I lean forward and ask if he would like some water.

He does not hear me.

I take a handkerchief from my pocket, dunk it in the water basin on his table, and wipe his forehead. His eyes seem to steady for a moment under the closed lids.

“Ich kann nicht …” Ludtz begins again. I cannot.

But what is it that he cannot do? If suddenly he were to open his eyes and say, “Ich kann mich nicht verzeihen,” I cannot forgive myself, it strikes me that I would love him until I died. But this he will not do, because his mind is too woolly to understand its own monstrosity. In this, he is like so many of the others.

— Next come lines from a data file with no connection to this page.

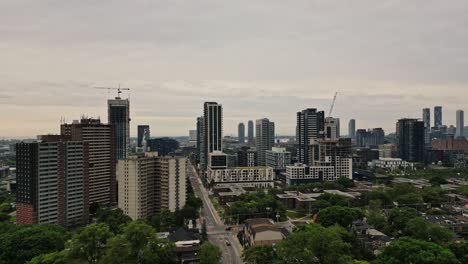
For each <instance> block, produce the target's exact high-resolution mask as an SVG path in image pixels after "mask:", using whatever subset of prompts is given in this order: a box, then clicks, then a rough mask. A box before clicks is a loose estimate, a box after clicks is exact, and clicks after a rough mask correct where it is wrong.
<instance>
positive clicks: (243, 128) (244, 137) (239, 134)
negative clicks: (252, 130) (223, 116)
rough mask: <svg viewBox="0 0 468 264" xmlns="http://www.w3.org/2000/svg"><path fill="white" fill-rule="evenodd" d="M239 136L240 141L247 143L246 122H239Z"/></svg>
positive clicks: (238, 126)
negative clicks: (245, 128) (245, 142)
mask: <svg viewBox="0 0 468 264" xmlns="http://www.w3.org/2000/svg"><path fill="white" fill-rule="evenodd" d="M237 138H238V139H239V143H241V144H244V143H245V125H244V123H239V126H238V131H237Z"/></svg>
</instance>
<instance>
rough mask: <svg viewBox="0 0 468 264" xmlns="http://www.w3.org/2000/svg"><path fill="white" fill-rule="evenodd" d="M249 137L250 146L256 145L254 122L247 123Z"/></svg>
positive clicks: (250, 121)
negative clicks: (254, 133) (254, 132)
mask: <svg viewBox="0 0 468 264" xmlns="http://www.w3.org/2000/svg"><path fill="white" fill-rule="evenodd" d="M247 136H248V141H249V142H248V143H249V145H255V134H254V124H253V121H252V120H249V122H248V123H247Z"/></svg>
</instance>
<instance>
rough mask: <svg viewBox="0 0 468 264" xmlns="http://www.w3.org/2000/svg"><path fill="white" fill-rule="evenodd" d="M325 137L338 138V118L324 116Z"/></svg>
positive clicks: (332, 138) (339, 136) (326, 138)
mask: <svg viewBox="0 0 468 264" xmlns="http://www.w3.org/2000/svg"><path fill="white" fill-rule="evenodd" d="M325 138H326V139H339V138H340V119H339V118H333V117H326V118H325Z"/></svg>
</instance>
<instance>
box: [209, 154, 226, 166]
mask: <svg viewBox="0 0 468 264" xmlns="http://www.w3.org/2000/svg"><path fill="white" fill-rule="evenodd" d="M227 159H228V158H227V155H226V153H223V152H221V151H214V152H211V153H210V154H209V155H208V169H210V170H222V169H226V168H227V167H228V160H227Z"/></svg>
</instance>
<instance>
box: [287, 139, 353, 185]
mask: <svg viewBox="0 0 468 264" xmlns="http://www.w3.org/2000/svg"><path fill="white" fill-rule="evenodd" d="M351 149H352V144H351V139H350V138H343V139H338V140H319V141H316V142H315V143H314V144H312V145H311V146H310V153H309V156H310V158H311V159H310V161H309V164H310V165H307V164H303V163H296V164H294V165H290V166H286V172H285V173H282V174H281V175H280V176H279V178H280V180H282V181H284V182H285V183H286V184H293V185H294V184H301V183H309V182H316V181H336V180H338V179H339V178H341V177H345V178H348V179H352V171H353V160H352V153H351Z"/></svg>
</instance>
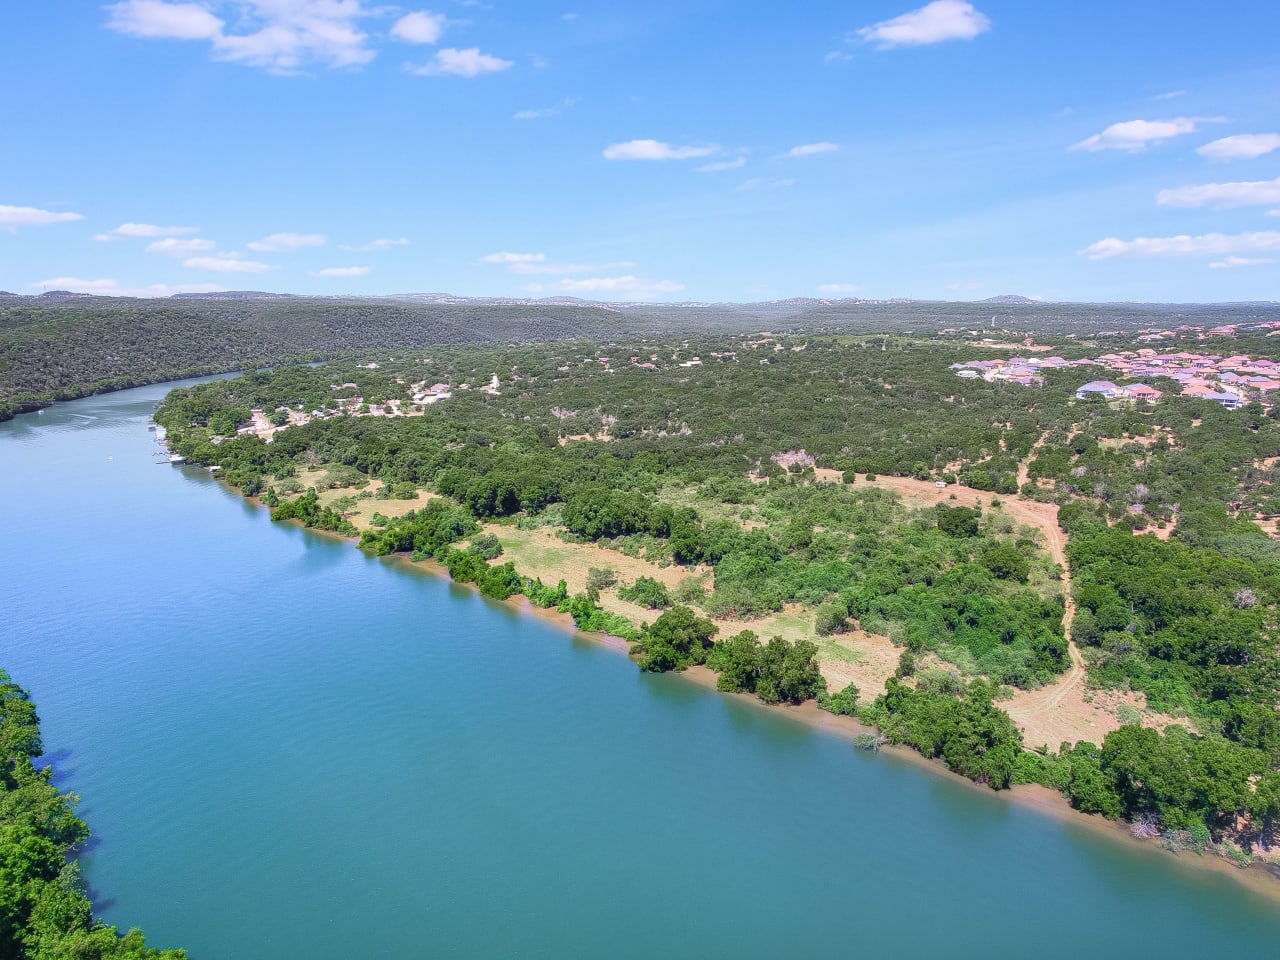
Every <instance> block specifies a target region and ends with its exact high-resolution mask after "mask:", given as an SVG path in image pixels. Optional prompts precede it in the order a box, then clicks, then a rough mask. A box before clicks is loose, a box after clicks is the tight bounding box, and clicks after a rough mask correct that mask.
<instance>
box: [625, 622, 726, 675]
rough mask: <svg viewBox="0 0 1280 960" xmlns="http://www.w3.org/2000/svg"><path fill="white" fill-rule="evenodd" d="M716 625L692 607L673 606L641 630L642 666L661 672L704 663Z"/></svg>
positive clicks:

The Minister of Air sneers from the witness stand, batting away the prosecutor's insistent questions with a cynical flippancy as damnable as himself. The Commandant of the Camp stands in the shadow of the gallows and declares himself a kindly family man who never personally harmed anyone. And in the bowels of Jerusalem, among the tortured survivors whose specificity engendered all his enterprise, the Obersturmbannführer and former traveling salesman for the Vacuum Oil Company declares himself the product of Kantian philosophy. Dead to thought when they began, they remain dead to thought in their squalid termination.